Member Reviews

The Great Math War is a book about the ‘Foundation Crisis’ (Grundlagenkrise) which occurred in Mathematics from (roughly) 1883 to 1938. During that time, the philosophies of Logicism, Intuitionism and Formalism all vied to provide an account for what it is that grounds Mathematics, and thus accounts for the certainty which is characteristic of mathematical proofs.
Bertrand Russell (and Alfred North Whitehead) promoted Logicism, claiming that Mathematics can be reduced to logic. To justify that approach Russell developed his ‘theory of types’ to solve the paradoxes confronting set theory.
But his solution came at the cost of importing potentially ‘ad hoc’ principles into the logic which mathematics was supposed to be reduced to.
David Hilbert’s Formalism argued that Mathematics was just a set of rules, like those for playing a game. Games do not need justifying outside of their rules. If people enjoy the game and find it useful, then that is the foundational justification for playing the game.
But the problem which that approach raises is that it completely ignores the fact that physical nature seems to play the same (mathematics) game as mathematicians choose to play. So how can Mathematics be nothing more than a formal set of rules?
L. E. J. Brouwer’s Intuitionism took an entirely different approach. Putting logic and game rules aside, he (intuitively) applied a ‘constructivist’ methodology which insisted that mathematicians could only use concepts and proofs which they could construct from specific procedures (or from previously constructed concepts or procedures).
That approach does indeed provide a complete foundational justification for mathematics, but it only achieves that goal at the heavy cost of discarding significant portions of what Mathematicians previously counted as mathematics.
The ‘great math war’ was arguably brought to a close when Godel presented his argument for incompleteness. If there are truths which cannot be proven (or disproven) then that potentially undermines the very possibility of justifying a specific set of foundations for the entirety of mathematics.
This story of the war between Logicism, Formalism and Intuitionism is well-researched and skillfully-narrated, with some elegant turns of phrase. The book does particularly well to bring to life an abstract set of issues and to show why the issues mattered so much to those arguing about them.

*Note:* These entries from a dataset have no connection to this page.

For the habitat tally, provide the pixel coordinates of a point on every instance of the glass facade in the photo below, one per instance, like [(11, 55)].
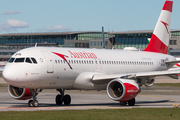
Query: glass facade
[(137, 40)]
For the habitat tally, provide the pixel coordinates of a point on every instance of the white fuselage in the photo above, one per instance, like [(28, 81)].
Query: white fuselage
[(53, 72)]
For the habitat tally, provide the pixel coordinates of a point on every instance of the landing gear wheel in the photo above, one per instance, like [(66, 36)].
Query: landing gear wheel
[(30, 103), (59, 100), (123, 103), (132, 102), (67, 100), (35, 103)]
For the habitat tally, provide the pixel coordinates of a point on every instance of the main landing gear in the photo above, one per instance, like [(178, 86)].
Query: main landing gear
[(34, 102), (130, 102), (60, 98)]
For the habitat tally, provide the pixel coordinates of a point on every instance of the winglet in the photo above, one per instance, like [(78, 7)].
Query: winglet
[(160, 38)]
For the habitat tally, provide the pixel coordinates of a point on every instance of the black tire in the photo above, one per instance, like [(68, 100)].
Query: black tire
[(35, 103), (30, 103), (123, 103), (67, 100), (59, 100), (132, 102)]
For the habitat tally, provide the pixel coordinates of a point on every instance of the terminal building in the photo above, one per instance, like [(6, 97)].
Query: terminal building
[(10, 43)]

But I think the book was also a little over-written and veering towards irrelevance in places (eg Boer war in chapter 4, Nazis in chapter 17). With a firmer editorial hand the book could have been significantly shorter, while still providing a good summary of the issues between Logicism, Formalism and Intuitionism.
Textually the book read well, with an engaging prose style. Around 20% of the book was committed to notes and follow-up materials.

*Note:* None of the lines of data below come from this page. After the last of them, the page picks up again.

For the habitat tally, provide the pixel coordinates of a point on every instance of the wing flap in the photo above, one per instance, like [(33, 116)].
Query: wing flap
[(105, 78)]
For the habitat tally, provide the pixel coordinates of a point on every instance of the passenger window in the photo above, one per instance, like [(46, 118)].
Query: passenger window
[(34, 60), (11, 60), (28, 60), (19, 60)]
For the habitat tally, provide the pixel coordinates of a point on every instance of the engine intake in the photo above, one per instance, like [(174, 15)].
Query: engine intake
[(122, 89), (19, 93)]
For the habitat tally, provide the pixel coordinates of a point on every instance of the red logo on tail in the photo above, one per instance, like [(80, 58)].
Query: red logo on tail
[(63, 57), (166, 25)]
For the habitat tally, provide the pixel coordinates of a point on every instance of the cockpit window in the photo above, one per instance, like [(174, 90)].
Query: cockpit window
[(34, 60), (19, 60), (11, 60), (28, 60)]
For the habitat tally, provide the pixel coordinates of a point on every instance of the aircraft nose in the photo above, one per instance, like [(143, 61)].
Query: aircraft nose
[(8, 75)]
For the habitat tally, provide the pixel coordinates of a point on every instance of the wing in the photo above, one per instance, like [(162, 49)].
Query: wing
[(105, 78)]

Overall, this is a book which anyone interested in mathematics, science or philosophy could enjoy, and it is accessible to readers of any background. I found this a hard book to rate because I would like to give 5 to the parts of the book which were relevant and focused on logicism, formalism and intuitionism. But I found the irrelevant sections increasingly distracting to the point of wanting to give a 1 for those bits. So, I think that results in a 3.

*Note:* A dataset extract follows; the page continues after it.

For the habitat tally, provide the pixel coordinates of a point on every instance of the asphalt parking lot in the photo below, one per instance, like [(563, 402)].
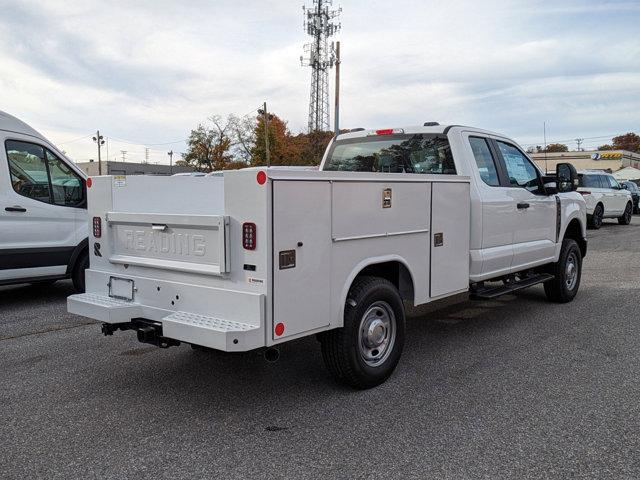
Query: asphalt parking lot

(This is an honest review of a pre-publication, free, digital ARC version of the text. Please note that the final published version of a text can differ from the ARC version).

I enjoyed this historical read. I came to this only knowing the barest of terms but not knowing the history or the outcome. What I learned? The purest facts of the “war” could be described in a bare few pages. And I think that was one of the things about which that I felt most disappointed. The history was fascinating on its own, but I kept being drawn on by the question “How will this resolves? Who ‘wins’?” And then there’s a paragraph or two about Gödel . . . and then we’re done. It felt a big letdown. I felt that, interesting as it was, the history was put in because the actual “plot” is so simple and abrupt, and we needed more to tell. I realize the history is there to explain the developments, but why then so many words on Russell’s womanizing? I also felt the tone was uneven. Now we are going to be scholarly, now we’re going to be hip and current, “look, here’s a funny quip.”. There were multiple instances of really unnecessary repetitions, using several synonyms to describe the same thing. It broke the reading attention. Overall the text needs tightening, clearing out unnecessary repetitions, spending less time on irrelevant biographies.